A diferencia de este tipo de pacientes, las personas que sufren bulimia nerviosa se caracterizan por esta falta de control, es decir, por su impulsividad respecto al consumo y el uso de técnicas compensatorias inapropiadas para evitar la ganancia de peso. “Por lo que este hábito podría ser utilizado como una de estas compensaciones que, junto a una ansiedad característica aumentada, podría desencadenar otro de los síntomas clave: los atiborramientos”. Los mismos que este régimen quiere evitar a toda costa.
No hay que olvidar que la prioridad del cuerpo es sobrevivir.
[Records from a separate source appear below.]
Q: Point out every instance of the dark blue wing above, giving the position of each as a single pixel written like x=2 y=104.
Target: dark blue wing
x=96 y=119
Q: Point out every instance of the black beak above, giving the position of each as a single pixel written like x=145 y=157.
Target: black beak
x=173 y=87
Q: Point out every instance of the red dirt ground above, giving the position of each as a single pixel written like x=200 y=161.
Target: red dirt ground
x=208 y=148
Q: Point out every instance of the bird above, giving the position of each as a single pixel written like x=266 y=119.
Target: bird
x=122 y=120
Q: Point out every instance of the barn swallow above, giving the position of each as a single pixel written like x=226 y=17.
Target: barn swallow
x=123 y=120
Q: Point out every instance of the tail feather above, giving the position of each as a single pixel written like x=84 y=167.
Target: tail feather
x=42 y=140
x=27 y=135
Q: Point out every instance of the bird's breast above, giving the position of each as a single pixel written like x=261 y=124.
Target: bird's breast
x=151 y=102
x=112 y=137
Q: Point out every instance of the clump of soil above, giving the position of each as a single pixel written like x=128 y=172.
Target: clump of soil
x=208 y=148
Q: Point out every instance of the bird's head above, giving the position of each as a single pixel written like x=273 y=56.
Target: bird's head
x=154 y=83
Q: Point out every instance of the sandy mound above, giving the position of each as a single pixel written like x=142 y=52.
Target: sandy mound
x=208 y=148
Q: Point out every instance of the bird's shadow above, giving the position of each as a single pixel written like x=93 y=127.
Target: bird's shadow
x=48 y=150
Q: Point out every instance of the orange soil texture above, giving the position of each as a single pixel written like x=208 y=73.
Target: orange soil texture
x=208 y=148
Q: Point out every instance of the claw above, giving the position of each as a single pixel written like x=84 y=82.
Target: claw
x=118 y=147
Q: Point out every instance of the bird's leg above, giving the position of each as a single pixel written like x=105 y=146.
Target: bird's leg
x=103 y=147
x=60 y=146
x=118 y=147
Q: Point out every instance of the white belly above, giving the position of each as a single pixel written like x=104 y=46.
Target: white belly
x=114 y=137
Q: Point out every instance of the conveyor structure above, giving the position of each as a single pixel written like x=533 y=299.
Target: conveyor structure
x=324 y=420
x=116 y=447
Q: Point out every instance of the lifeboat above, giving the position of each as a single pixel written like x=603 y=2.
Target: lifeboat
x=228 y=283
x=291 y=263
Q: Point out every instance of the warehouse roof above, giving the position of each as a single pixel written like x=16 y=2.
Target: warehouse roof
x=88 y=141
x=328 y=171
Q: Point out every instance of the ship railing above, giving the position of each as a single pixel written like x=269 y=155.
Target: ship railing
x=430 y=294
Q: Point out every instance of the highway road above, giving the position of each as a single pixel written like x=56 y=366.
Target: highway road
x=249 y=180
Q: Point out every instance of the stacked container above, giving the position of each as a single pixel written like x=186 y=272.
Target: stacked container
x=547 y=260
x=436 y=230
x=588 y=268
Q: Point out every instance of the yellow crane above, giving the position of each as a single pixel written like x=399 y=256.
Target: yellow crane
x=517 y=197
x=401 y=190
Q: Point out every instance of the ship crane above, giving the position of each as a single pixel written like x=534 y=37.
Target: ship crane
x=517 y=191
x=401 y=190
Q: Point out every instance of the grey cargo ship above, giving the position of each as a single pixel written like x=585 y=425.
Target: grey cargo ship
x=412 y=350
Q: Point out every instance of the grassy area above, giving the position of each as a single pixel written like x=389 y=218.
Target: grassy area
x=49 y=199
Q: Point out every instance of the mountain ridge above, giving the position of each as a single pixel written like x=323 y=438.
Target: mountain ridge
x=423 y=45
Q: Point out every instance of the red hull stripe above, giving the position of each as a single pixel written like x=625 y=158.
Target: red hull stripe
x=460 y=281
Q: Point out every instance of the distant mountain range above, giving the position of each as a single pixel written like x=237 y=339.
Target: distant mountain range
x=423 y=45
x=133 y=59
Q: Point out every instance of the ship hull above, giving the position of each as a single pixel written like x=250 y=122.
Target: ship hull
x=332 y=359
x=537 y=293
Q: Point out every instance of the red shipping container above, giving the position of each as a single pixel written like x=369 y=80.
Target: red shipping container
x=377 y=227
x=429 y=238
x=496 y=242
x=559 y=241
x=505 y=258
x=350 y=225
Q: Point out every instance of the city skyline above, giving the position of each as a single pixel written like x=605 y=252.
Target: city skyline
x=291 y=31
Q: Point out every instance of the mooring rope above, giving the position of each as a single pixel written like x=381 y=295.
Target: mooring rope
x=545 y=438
De modo que, cuando los mecanismos del estrés son activados, todos los demás son secundarios. En este contexto, los niveles de pregnenolona (precursor de hormonas sexuales) disminuyen a favor del cortisol. Y, a partir de ahí, sólo es cuestión de tiempo que se desarrollen problemas de fertilidad, impotencia, pérdida de músculo, fatiga crónica... Todo un cóctel de síntomas que harán de su ayuno una experiencia que jamás querrá repetir, a pesar de que haya bajado un par de kilos. Si acaso.